The leader of a hardline Christian sect which runs 34 schools in Britain has suggested that followers considering leaving the group should kill themselves with rat poison or arsenic.
Bruce Hales was meeting members of Exclusive Brethren, also known as Plymouth Brethren Christian Church, when he was asked how to help a man aged 25 who was thinking of leaving. Mr Hales’s word is treated as gospel by the 45,000 members of the church worldwide. A leaked transcript of the meeting in Surrey in June obtained by The Times reveals the Australian saying that “having links with persons under discipline or opposed [former members who have left]” was a “poison”.
He told a British member of the Brethren who was attempting to convince the young man to stay that “the trouble with your fellow is he’s got poisoned”. Mr Hales continued: “He might as well get a shot of — what’s the best thing to kill you quickly . . . cyanide? No, not cyanide. Rems. Arsenic.”
He discussed in detail the means of committing suicide, before going on to tell followers that he wasn’t advocating suicide “in the slightest degree”.
Members of the Brethren, which former members have described as a cult, regard the rest of the world as evil and avoid socialising or eating with anyone who is not an adherent.
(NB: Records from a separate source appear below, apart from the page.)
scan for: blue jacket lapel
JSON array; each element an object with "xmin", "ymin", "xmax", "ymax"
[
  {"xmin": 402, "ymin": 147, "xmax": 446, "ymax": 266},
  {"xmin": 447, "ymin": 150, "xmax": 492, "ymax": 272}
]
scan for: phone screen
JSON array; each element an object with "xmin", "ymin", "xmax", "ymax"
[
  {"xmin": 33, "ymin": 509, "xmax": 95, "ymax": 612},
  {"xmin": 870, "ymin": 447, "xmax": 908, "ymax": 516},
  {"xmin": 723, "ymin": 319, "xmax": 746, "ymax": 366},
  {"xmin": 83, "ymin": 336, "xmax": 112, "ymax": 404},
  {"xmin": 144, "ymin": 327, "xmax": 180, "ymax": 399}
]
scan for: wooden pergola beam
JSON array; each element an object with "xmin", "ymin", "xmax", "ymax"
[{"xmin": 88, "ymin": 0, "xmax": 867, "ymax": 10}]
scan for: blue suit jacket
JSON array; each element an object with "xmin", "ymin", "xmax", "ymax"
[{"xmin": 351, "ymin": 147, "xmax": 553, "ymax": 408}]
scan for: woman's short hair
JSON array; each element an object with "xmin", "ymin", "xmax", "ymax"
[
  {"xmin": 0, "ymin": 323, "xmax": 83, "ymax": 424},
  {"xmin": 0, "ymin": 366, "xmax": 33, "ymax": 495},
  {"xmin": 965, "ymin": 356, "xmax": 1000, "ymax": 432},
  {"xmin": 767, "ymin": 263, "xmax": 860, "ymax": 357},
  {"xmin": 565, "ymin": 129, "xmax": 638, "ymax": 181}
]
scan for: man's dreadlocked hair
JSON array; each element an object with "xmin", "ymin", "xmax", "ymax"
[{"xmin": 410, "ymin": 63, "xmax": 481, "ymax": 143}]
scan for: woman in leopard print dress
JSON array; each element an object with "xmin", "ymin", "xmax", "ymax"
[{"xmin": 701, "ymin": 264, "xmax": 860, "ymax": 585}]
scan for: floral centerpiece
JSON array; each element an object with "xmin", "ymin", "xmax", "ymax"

Members are prohibited from attending university or working for non-Brethren businesses. Anyone who breaks the rules is disciplined by “elders” and may be “withdrawn from”, a sanction which often means that nobody in the sect, including family members, will ever speak to them again.
The group has charitable status in the UK, despite the regulator finding that its practices broke up families. This status was upheld by the Charity Commission after the Brethren ran an extensive and aggressive lobbying campaign in 2012 and agreed to soften some policies.
A spokesman said that Mr Hales’s comments, published in full in the White Book, which collects all of his public utterances and is a required purchase for every Brethren household, had been taken out of context.